Most likely, enforcement of these new rules will somehow be rolled up into the fees the merchant pays – if you, as a merchant, comply with CISP and the other mandates, and you only use compliant systems between the cardholder and the bank, then you will pay a slightly lower rate that the merchants and systems that don't comply.

Until some sort of consistent enforcement structure is adopted (fees or otherwise), the enforcement will be limited to saber rattling and possibly fines for merchants, third-party processors, gateways or banks that actually get hacked and it can be determined that non-compliance to these new security rules attributed to the event.

BTW, I'm not advocating non-compliance with these new regs and mandates, quite the opposite; I advocate immediate compliance regardless of the enforcement methods or threat of fines. Lack of security is not just a black eye to the payment industry; it is a black eye to the entire Internet e-commerce community.

What are some ways in which you can avoid the CISP?

What are some ways in which you can avoid the CISP?
I can't think of any reason why you would want to avoid CISP. CISP stands for Cardholder Information Security Practices and most of the requirements are common sense practices if you don't want to be ripe for hacking...

Some companies have been solid and safe and have never been hacked and still have to obey these new rules. You can't tell me that this is just a safety measure. They want to rule the whole industry according to their standards. Some third party processors have been doing great and never experienced any problems, until MasterCard compliance issues came in. They seem to hate third party processors for providing a great service to smal and medium internet vendors and in the end they are still making a fortune out of it. Like I said before: it is okay to set new standards, but give companies a chance to implement these rules, instead of making deadlines. They act like a dictator.

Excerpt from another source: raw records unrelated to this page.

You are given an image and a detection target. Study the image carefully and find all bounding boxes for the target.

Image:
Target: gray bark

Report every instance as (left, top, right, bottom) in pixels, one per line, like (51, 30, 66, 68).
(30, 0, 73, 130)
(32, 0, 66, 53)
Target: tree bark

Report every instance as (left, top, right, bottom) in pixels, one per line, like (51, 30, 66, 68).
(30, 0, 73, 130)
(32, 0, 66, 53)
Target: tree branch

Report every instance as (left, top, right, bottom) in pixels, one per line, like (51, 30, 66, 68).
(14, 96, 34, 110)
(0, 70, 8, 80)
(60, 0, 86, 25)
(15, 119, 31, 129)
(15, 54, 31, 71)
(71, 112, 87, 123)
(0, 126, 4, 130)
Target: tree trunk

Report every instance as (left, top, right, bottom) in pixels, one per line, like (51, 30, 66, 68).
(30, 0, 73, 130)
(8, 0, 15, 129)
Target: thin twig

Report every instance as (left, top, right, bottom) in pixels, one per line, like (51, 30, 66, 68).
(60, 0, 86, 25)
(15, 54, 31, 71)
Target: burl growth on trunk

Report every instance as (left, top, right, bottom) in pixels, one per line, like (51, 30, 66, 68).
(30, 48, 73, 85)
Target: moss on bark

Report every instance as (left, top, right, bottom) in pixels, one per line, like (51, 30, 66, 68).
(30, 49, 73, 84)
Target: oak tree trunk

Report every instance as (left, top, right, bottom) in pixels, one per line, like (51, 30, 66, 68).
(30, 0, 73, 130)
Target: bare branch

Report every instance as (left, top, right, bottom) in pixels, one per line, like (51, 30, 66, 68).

...it is okay to set new standards, but give companies a chance to implement these rules, instead of making deadlines. They act like a dictator.
At some point they must act like dictators. CISP has been around as a voluntary program for almost 4 years with very few companies taking it seriously. Yes, there are good processors and gateways out there, but this is a case where a few rotten apples spoiled the batch.

Also, I truly believe that the card associations got pushed into this dictatorship in the security area. After 9/11, the US government (and others) told the associations to get their act together or the government would do it for them. While I don't think that CISP (et. al.) is perfect, government involvement would only make for another bureaucracy where NOTHING would get done.